Bill Clinton actually fired Jocelyn Elders as Surgeon General, for suggesting that perhaps it might be a good idea to think about teaching masturbation in the schools. Firing people for saying things that you agree with doesn’t win many points in my book.
Actually, I really only care a few issues – free speech, privacy, civil liberty, not sending me or anyone I know to run out to kill brown people, but the one thing that drives me mad is unwanted pregnancies and their aftermath.
Ignore the abortion issue – although my views are pretty close to John Lydon’s “It ain’t about morals because it’s immoral to bring a kid into the world and not give a toss about it.”
To me an unwanted pregnancy ruins at least two and often three lives. Babies should only be born when they’re planned. (If you used contraceptive and it didn’t work – well, I don’t really believe you, but fine.)
Not teaching kids about sex is stupider than asking a congregation to pray for a pipeline; it’s stupider than a devout Amish person trying to make the starting field of the Indy 500; it’s stupider than giving your son a shot of heroin hoping that it will prevent future drug use because that’s how your daddy taught you not to smoke.

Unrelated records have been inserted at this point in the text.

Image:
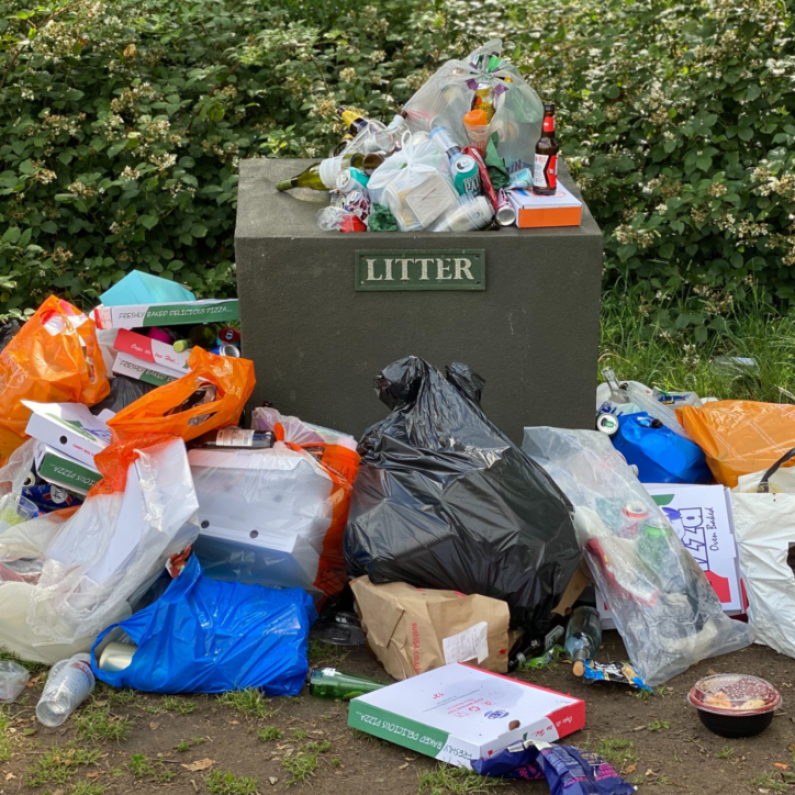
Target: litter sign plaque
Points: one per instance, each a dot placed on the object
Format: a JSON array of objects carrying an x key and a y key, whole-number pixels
[{"x": 448, "y": 269}]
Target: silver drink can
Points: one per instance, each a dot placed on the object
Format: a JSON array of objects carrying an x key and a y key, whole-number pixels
[
  {"x": 506, "y": 213},
  {"x": 116, "y": 657}
]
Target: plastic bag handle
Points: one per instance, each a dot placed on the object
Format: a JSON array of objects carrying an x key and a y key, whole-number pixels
[{"x": 764, "y": 486}]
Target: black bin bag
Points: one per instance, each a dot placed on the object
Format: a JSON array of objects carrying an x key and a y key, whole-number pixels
[{"x": 444, "y": 499}]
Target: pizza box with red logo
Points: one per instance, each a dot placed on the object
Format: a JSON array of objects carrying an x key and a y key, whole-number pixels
[
  {"x": 155, "y": 352},
  {"x": 458, "y": 713}
]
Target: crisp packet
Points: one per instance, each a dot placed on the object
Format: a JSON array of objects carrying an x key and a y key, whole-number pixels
[
  {"x": 616, "y": 671},
  {"x": 567, "y": 770}
]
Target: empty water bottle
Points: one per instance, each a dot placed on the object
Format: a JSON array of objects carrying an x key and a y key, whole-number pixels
[
  {"x": 583, "y": 637},
  {"x": 69, "y": 684}
]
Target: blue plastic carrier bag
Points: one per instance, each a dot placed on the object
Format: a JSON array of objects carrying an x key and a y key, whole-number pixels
[
  {"x": 660, "y": 455},
  {"x": 206, "y": 636}
]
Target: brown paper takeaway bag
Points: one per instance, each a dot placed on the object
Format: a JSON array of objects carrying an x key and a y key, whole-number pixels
[{"x": 413, "y": 630}]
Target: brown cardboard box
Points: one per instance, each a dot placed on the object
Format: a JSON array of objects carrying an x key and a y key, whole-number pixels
[{"x": 413, "y": 630}]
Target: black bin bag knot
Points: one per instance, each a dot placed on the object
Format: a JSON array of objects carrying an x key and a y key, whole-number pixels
[{"x": 445, "y": 500}]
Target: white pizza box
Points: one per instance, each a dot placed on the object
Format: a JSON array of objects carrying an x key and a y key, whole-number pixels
[
  {"x": 69, "y": 428},
  {"x": 458, "y": 713}
]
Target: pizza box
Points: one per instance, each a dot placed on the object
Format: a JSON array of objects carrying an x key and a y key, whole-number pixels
[
  {"x": 69, "y": 428},
  {"x": 181, "y": 313},
  {"x": 458, "y": 713}
]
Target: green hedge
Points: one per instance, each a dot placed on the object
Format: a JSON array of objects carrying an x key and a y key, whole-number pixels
[{"x": 122, "y": 124}]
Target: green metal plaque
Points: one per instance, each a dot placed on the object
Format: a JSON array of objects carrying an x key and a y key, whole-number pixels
[{"x": 447, "y": 269}]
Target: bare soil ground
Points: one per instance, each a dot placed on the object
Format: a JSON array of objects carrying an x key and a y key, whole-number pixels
[{"x": 124, "y": 742}]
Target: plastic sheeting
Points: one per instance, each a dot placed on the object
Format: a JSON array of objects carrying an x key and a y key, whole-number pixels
[
  {"x": 276, "y": 517},
  {"x": 445, "y": 500},
  {"x": 664, "y": 607},
  {"x": 764, "y": 527},
  {"x": 204, "y": 636},
  {"x": 97, "y": 564},
  {"x": 448, "y": 95}
]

So here’s this candidate for vice-president, who apparently eloped because she more than likely got pregnant at 24, who can’t even run her own family. I’m not just saying that because she’s a woman (although I’m almost as sick of hearing hockey mom as I was with soccer mom). Bill Clinton was banging everything that moved and Chelsea turned out alright.
Yeah, I said it – if you get pregnant at 17, it’s your parent’s fault. Idiotic parents all over the country sending their kids out wearing elbow pads and knee pads and helmets. Sex is a 1000 times more chancy than riding a bike – you’d think all those parents could actially grasp the real meaning of protection.
I’m pretty sure that Sarah Palin is for abstinence programs. Penn and Teller did a great show about how absurdly inane and harmful these programs are – although they quoted Jocelyn Elders a lot and you’ve seen all the crazy stuff she believes in.
And of course, marrying someone of the same sex is obviously infinitely worse than getting married because you’ve gotten yourself pregnant.
Hey, I’m sure that there are 6,000 other things than make her a wackjob, but can you imagine the tools that she’d be appointing to the Supreme Court if Methusalah, I mean John McLane (nah I’d vote for him), happened to kick it in office.
Sure it’s harsh, but those being tortured in a prison camp years have to be at least the equivalent of a Jim Morrison or Keith Moon year.
I foresee abortion not only being illegal, but them giving death sentences to those that perform them. Actually, I don’t think that will ever really happen, but I couldn’t resist the insanity of the concept – not that I wouldn’t bet that millions wouldn’t have any problem with the idea.
Nevertheless, I agree, if you’re sitting around forwarding Sarah Palin’s head photoshopped on whatever, you really need a life, because the one thing I did agree that Grant once said was “I have porn for that.”